G : Gagner (verbe transitif)

Gagner : verbe transitif. A l’origine, il s’agissait de trouver des lieux de pâture (les gagnages) pour que des animaux puissent se nourrir et donc assurer une certaine subsistance aux humains. Il y a presque une connotation de sécurité sous-jacente à cette préoccupation de créer du gain. Bien sûr, le sens a évolué vers le fait de dominer une situation pour son propre avantage afin de générer du profit. Gagner devient donc l’opposé de perdre. Les notions de « plus avant les autres, de plus fort, de mieux que », font que, de la première assurance de subsistance, nous passons à une volonté manifeste de puissance. Pourtant, il y a aussi des extensions intéressantes qui tirent la volonté de gagner vers des espaces plus intangibles : gagner en sagesse, gagner les faveurs de la dame de ses désirs. Plus poétique, voire plus incitatif : gagner le large et ainsi quitter les rives de la terre ferme pour un espace mouvant, ouvert et inconnu.

Sans que cela soit explicite, au fond, les ressources humaines ou même les services qui tentent de sertir et servir les humains qui ont des ressources, sont fortement impliqués dans la dynamique de la gagne !
Les RH président aux réponses aux questions : « combien je gagne, combien tu gagnes ? ». Gagner une nouvelle place, pendre de nouvelles responsabilités, gagner en envergure, en potentiel, vont susciter la création de réflexions et d’outils pour que et la personne et l’organisation soit gagnantes. A égalité ? Là, est la question. Et si le verbe gagner, de par sa nature même, ne pouvait jamais se décliner dans l’égalité ?

Les leaders ne sont pas en reste pour utiliser abondamment l’expression « win-win », « gagnant – gagnant ». J’utilise aussi volontiers ce mantra. En écrivant cela, je me demande si ce jeu à somme égale ne serait pas une forme de prise de pouvoir déguisée sous les ornements de la coopération imposée. Exercer son leadership entraîne derechef l’idée qu’il faut gagner et gagner de manière ostensible. Gagner l’estime et la reconnaissance ? Comment les gains intangibles et tangibles devraient-ils se manifester, se matérialiser ? Gagner, dans quel espace-temps ? Gagner ensemble ou moi tout seul, ou un peu des deux ? Gagner en vue de la distribution de la subsistance, de la constitution de réserves, de la thésaurisation à son propre profit ? Dis-moi ce que tu veux gagner et comment veux-tu le gagner alors je serai en mesure d’écrire la « signature » de ton leadership !

En risque management humain, gagner pourrait susciter bien des questions surtout si l’avidité et la spéculation s’en mêlent. La perversion de l’appréhension du temps qui étrangle la durée pour lui faire cracher la pression de l’immédiateté du « tout : tout-de-suite », induit un risque quasi systémique. Nous programmons ainsi le développement de générations, (toutes les générations confondues ?), vers une mentalité de « hold up ». Faire un coup, gagner en une fois, faire fortune tôt dans sa vie, vendre son idée, sa start-up et encaisser le résultat vite fait : une vie comme au loto ! Gagner ou ne pas gagner devenant des moments de bonheur intense ou de déception profonde.

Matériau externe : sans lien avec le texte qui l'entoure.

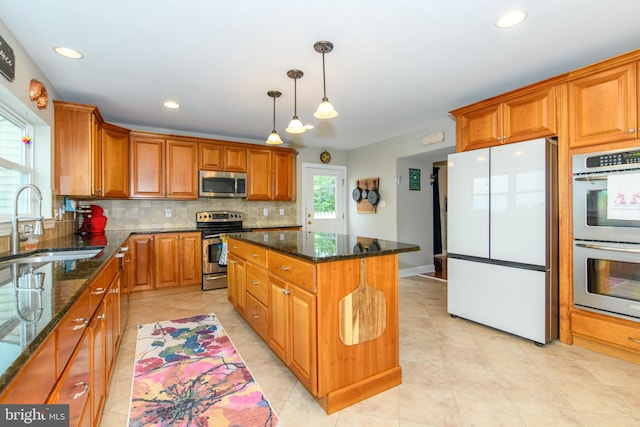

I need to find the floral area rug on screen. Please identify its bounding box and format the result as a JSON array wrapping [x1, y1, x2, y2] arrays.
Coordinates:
[[129, 314, 280, 427]]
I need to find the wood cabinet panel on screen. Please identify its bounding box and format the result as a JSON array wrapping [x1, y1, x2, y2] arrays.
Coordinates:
[[99, 123, 130, 199], [131, 134, 165, 198], [245, 293, 269, 342], [0, 333, 58, 404], [165, 139, 198, 199], [568, 62, 638, 147], [129, 234, 155, 292], [247, 148, 273, 200]]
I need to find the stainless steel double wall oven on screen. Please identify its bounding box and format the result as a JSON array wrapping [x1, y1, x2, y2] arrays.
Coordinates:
[[572, 147, 640, 321]]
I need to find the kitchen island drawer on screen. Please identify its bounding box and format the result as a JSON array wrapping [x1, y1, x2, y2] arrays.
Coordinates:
[[244, 245, 267, 268], [246, 294, 269, 341], [245, 263, 269, 306], [571, 312, 640, 354], [269, 251, 316, 293]]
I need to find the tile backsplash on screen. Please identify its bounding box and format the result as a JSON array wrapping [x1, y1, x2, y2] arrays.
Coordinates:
[[79, 199, 298, 230]]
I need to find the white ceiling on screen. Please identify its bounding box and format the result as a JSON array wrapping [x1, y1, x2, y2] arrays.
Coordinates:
[[0, 0, 640, 149]]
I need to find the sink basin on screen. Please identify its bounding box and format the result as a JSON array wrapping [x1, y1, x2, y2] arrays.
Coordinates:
[[0, 249, 102, 265]]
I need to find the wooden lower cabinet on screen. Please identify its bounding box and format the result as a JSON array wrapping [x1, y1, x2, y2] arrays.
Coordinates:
[[128, 232, 202, 292], [229, 238, 402, 414], [47, 329, 92, 427], [269, 276, 317, 392]]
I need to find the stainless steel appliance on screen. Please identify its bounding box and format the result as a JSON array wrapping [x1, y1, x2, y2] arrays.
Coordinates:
[[572, 149, 640, 321], [196, 211, 250, 291], [200, 170, 247, 197], [447, 139, 559, 345]]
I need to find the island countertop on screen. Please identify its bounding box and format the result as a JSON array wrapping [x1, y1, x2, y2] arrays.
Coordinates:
[[232, 230, 420, 262]]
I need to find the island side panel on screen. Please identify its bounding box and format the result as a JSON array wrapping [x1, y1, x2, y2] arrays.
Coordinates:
[[316, 254, 401, 402]]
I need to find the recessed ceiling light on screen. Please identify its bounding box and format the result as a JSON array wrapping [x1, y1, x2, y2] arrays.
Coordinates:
[[53, 46, 83, 59], [163, 101, 180, 110], [496, 10, 527, 28]]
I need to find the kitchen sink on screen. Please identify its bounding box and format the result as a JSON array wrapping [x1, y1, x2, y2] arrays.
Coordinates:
[[0, 248, 102, 265]]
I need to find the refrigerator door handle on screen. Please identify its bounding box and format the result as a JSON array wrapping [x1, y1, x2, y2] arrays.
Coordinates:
[[576, 243, 640, 254]]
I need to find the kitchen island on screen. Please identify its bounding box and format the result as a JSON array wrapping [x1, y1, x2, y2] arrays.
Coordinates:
[[228, 231, 419, 414]]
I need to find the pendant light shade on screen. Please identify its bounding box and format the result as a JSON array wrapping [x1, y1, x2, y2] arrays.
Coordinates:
[[285, 70, 307, 133], [313, 41, 338, 119], [266, 90, 282, 145]]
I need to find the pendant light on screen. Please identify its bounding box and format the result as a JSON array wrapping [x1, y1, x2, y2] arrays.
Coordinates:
[[285, 70, 307, 133], [266, 90, 282, 145], [313, 41, 338, 119]]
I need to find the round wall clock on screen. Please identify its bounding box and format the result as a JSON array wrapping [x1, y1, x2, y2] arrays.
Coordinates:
[[320, 150, 331, 163]]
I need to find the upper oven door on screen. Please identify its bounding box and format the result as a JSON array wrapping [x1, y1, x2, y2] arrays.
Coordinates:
[[573, 169, 640, 243]]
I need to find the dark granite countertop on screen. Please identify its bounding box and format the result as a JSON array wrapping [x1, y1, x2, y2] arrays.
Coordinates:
[[0, 231, 132, 392], [233, 230, 420, 262]]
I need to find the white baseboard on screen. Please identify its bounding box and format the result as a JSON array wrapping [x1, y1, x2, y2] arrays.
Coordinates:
[[398, 264, 436, 277]]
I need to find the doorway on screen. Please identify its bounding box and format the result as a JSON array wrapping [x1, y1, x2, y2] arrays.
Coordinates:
[[302, 163, 347, 234]]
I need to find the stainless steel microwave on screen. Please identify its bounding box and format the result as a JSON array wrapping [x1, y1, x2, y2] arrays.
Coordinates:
[[200, 170, 247, 197]]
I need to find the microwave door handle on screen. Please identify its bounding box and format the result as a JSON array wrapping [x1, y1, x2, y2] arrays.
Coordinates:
[[576, 243, 640, 254], [575, 175, 607, 181]]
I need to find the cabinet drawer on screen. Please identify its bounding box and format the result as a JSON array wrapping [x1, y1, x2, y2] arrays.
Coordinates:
[[245, 263, 269, 307], [571, 313, 640, 353], [245, 245, 267, 268], [228, 239, 247, 259], [56, 288, 91, 376], [269, 252, 316, 293], [246, 294, 269, 341]]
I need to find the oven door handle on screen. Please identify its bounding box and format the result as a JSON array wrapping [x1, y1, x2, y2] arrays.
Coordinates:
[[576, 243, 640, 254], [574, 175, 607, 182]]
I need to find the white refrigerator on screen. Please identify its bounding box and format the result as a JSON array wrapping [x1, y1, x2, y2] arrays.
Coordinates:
[[447, 139, 558, 345]]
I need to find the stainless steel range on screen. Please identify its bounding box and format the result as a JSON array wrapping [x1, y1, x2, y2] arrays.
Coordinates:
[[196, 211, 251, 291]]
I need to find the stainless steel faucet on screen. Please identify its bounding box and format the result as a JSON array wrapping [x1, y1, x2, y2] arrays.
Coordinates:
[[11, 184, 44, 254]]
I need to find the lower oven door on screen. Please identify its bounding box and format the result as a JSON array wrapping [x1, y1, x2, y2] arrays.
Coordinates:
[[202, 236, 227, 290], [573, 240, 640, 321]]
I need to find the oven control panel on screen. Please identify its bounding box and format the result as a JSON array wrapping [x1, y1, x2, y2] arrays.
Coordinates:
[[586, 150, 640, 168]]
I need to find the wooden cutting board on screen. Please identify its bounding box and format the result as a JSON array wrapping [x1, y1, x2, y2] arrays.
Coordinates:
[[339, 258, 387, 345]]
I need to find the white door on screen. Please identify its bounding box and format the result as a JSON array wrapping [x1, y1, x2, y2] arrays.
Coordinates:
[[302, 163, 347, 234]]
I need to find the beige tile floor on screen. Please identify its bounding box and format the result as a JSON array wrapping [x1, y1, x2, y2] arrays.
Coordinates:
[[100, 276, 640, 427]]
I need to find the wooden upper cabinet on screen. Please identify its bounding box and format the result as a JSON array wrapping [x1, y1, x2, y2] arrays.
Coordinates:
[[100, 123, 129, 199], [453, 86, 557, 151], [131, 133, 198, 200], [272, 151, 296, 201], [247, 148, 273, 200], [165, 139, 198, 199], [568, 62, 638, 147], [199, 142, 247, 172]]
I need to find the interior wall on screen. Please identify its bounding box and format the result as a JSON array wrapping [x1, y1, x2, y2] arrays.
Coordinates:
[[347, 118, 456, 269]]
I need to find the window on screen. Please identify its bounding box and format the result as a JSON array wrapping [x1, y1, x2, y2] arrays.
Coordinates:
[[0, 104, 34, 218]]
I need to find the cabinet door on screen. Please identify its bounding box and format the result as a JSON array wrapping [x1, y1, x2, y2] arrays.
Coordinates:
[[178, 233, 202, 286], [48, 329, 91, 427], [271, 151, 296, 201], [568, 63, 637, 147], [269, 276, 289, 365], [247, 148, 273, 200], [154, 233, 180, 288], [91, 302, 107, 426], [129, 234, 155, 292], [53, 101, 100, 196], [456, 104, 502, 151], [502, 86, 556, 144], [131, 135, 165, 198], [224, 145, 247, 172], [288, 285, 318, 392], [100, 124, 129, 199], [198, 142, 224, 171], [165, 140, 198, 199]]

Défier les dérives de l’action de gagner plus et plus vite pourrait suggérer que nous devenions tous des « gagne-petits ». Donc, il ne faudrait pas permettre l’émergence et l’existence d’une société ayant, à sa marge dite supérieure, des gagnants absolus (hors sol). Le fait de gagner plus est-il dépendant de leur génie propre ou des circonstances, ou des revenus récurrents de la richesse cumulée ? Pouvoir gagner nettement plus, est-ce finalement possible grâce à la structure sociale qui concentre la génération des gains sur un très petit pourcentage de la population ?

Un chemin de réflexion, parmi d’autres, renvoie à l’origine du mot : gagner consiste aussi en la formation d’une grande pâture, d’un lieu, d’un territoire, d’un monde sur lequel la subsistance est, pour tous, assurée. Donc gagner signifierait, quel que soit le gain, entrer aussi dans une dynamique de solidarité.